Le féroce animal sera domestiqué !

Sitôt que montera la puissante nuit froide,
Où les yeux perdent tôt la clarté d’utopie,
Parole d’albatros, je l’ensauvagerai. 628

Le locuteur de “ Loi oblige ” est inconnu jusqu’au dernier vers qui en révèle l’identité : il s’agit d’un oiseau, l’albatros. En tant qu’animal lui-même sauvage, il s’oppose à cette loi des hommes qui prétend domestiquer la nature. Or l’étoile, fascinée comme l’alouette par un miroir, mais qui est cette fois celui d’un toit, semble avoir été capturée par les hommes.

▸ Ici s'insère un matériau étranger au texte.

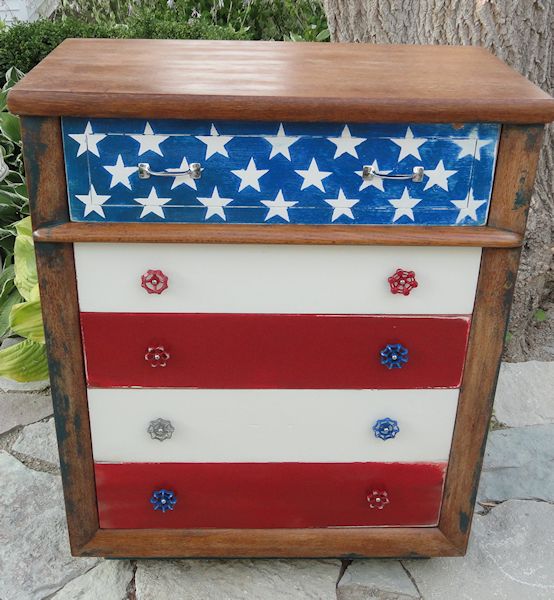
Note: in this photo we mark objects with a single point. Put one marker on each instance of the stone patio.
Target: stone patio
(511, 553)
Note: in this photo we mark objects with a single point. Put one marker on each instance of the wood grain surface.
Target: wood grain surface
(377, 235)
(56, 274)
(198, 79)
(515, 174)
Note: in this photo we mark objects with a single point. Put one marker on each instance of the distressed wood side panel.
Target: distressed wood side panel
(515, 173)
(56, 273)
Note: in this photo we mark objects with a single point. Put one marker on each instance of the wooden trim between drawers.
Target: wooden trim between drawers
(205, 233)
(518, 156)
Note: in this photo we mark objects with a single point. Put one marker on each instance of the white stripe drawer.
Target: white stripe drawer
(271, 425)
(221, 278)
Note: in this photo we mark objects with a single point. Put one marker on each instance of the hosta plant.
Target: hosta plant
(20, 315)
(26, 359)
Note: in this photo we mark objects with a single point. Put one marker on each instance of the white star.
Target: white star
(342, 206)
(215, 205)
(346, 144)
(374, 181)
(281, 143)
(149, 141)
(93, 202)
(152, 204)
(313, 176)
(278, 207)
(409, 145)
(471, 145)
(403, 206)
(120, 173)
(438, 176)
(87, 140)
(180, 179)
(467, 207)
(250, 176)
(215, 143)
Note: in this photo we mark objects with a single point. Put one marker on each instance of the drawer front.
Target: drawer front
(273, 351)
(227, 278)
(258, 495)
(279, 173)
(271, 425)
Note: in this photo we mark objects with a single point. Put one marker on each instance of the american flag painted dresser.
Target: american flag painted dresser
(275, 283)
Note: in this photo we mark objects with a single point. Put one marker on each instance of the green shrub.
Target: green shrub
(24, 45)
(148, 25)
(264, 19)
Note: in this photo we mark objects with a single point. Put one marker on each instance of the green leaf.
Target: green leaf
(25, 361)
(25, 266)
(26, 321)
(6, 280)
(540, 315)
(9, 126)
(6, 304)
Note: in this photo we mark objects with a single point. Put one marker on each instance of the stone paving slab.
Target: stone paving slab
(510, 557)
(39, 441)
(35, 560)
(109, 580)
(376, 579)
(519, 463)
(525, 394)
(237, 579)
(21, 409)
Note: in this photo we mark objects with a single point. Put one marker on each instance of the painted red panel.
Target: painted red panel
(272, 351)
(252, 495)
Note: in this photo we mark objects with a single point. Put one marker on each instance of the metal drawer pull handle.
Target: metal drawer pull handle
(369, 172)
(160, 429)
(195, 171)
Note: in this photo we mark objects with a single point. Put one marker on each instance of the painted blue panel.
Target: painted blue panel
(266, 173)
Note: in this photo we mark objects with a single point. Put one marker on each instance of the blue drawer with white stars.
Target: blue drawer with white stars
(134, 170)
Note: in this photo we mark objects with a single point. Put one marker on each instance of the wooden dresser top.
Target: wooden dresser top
(278, 81)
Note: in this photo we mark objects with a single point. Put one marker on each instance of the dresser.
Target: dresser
(275, 281)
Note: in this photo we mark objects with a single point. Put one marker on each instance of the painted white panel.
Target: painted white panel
(271, 425)
(228, 278)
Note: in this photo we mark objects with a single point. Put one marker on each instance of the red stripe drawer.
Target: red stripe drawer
(267, 495)
(272, 351)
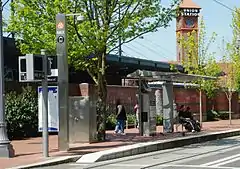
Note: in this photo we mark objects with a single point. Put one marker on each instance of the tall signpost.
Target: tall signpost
(45, 104)
(62, 64)
(6, 149)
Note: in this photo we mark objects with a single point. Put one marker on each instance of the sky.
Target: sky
(161, 45)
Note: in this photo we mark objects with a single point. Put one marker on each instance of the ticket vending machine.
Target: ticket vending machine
(147, 110)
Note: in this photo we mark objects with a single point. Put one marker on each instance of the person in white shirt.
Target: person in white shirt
(136, 110)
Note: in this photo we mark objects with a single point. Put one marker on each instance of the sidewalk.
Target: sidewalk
(30, 150)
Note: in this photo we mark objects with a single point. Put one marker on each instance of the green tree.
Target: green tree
(200, 61)
(33, 23)
(230, 83)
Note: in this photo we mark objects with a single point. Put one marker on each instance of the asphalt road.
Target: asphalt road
(223, 154)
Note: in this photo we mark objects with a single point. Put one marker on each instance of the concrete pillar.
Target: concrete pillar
(167, 107)
(158, 102)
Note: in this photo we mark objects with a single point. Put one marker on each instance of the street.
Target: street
(216, 154)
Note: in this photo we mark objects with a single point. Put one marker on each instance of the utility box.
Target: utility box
(31, 67)
(148, 115)
(82, 119)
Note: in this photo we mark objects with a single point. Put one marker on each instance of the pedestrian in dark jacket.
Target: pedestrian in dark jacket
(121, 117)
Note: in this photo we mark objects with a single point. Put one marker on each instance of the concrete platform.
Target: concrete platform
(147, 147)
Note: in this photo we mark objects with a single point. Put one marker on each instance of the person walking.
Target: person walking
(121, 118)
(136, 110)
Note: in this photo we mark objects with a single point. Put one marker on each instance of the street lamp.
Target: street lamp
(62, 62)
(6, 149)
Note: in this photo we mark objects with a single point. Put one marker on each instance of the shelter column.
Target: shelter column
(167, 91)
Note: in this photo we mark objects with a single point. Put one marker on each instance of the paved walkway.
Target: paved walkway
(30, 150)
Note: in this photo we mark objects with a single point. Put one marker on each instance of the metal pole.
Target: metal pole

L’albatros prend sa défense car il l’assimile à un animal, qui serait son semblable : hormis l’allusion à la capture d’une alouette, qui en fait un oiseau, l’étoile est décrite par le verbe rauquer qui désigne normalement le cri du tigre, et elle est ensuite identifiée par co-référence à un “ féroce animal ”. Cette assimilation à une bête dangereuse reflète le point de vue humain et vient justifier la capture. “ Le féroce animal sera domestiqué ” résonne alors comme une loi humaine que citerait l’albatros pour mieux s’en démarquer dans une exclamation où le futur prend valeur de protestation. A cette loi des hommes, l’oiseau oppose une promesse, sa “ parole d’albatros ” qui dévoile une vérité personnelle : “ je l’ensauvagerai ”. La valeur illocutoire de la promesse donne du crédit à l’énoncé lui-même dont le contenu fait figure d’idéal.

C’est bien parce que le futur indique moins l’avenir qu’il ne projette un procès, que ces emplois souvent considérés comme non temporels conservent une valeur temporelle. Ils ne peuvent pas être considérés comme de véritables emplois modaux, complètement détachés de la temporalité, comme le sont les futurs d’atténuation, de conjecture ou d’éventualité. La vérité charienne reste une vérité d’expérience, et la temporalité vient confirmer qu’elle correspond davantage à un mouvement d’induction qu’à une application déductive. Les emplois temporels du futur sont toutefois plus nettement identifiables lorsqu’ils sont en cooccurrence avec des verbes à l’impératif, où l’expression de l’injonction devient plus évidente.

Notes
620.

Christian Touratier, op. cit., p. 181.

621.

Voir Michel Jarrety, La Morale dans l’écriture. Camus, Char, Cioran, 1999, p. 67.

622.

“ L’Avenir non prédit ”, La Parole en archipel, O. C., p. 403.

623.

“ Cérémonie murmurée ”, La Nuit talismanique qui brillait dans son cercle, O. C., p. 501 

624.

Le mode in fieri, qui distingue des personnes, correspond au subjonctif. Le temps est encore en construction et on ne distingue donc pas d’époques. La personne ne donne qu’une image du temps.

625.

“ Excursion au village ”, Aromates chasseurs, O. C., p. 514.

626.

Paul Imbs, op. cit., p. 48.

627.

“ Ce bleu n’est pas le nôtre ”, Aromates chasseurs, O. C., p. 512.

628.

“ Loi oblige ”, Chants de la Balandrane, O. C., p 558.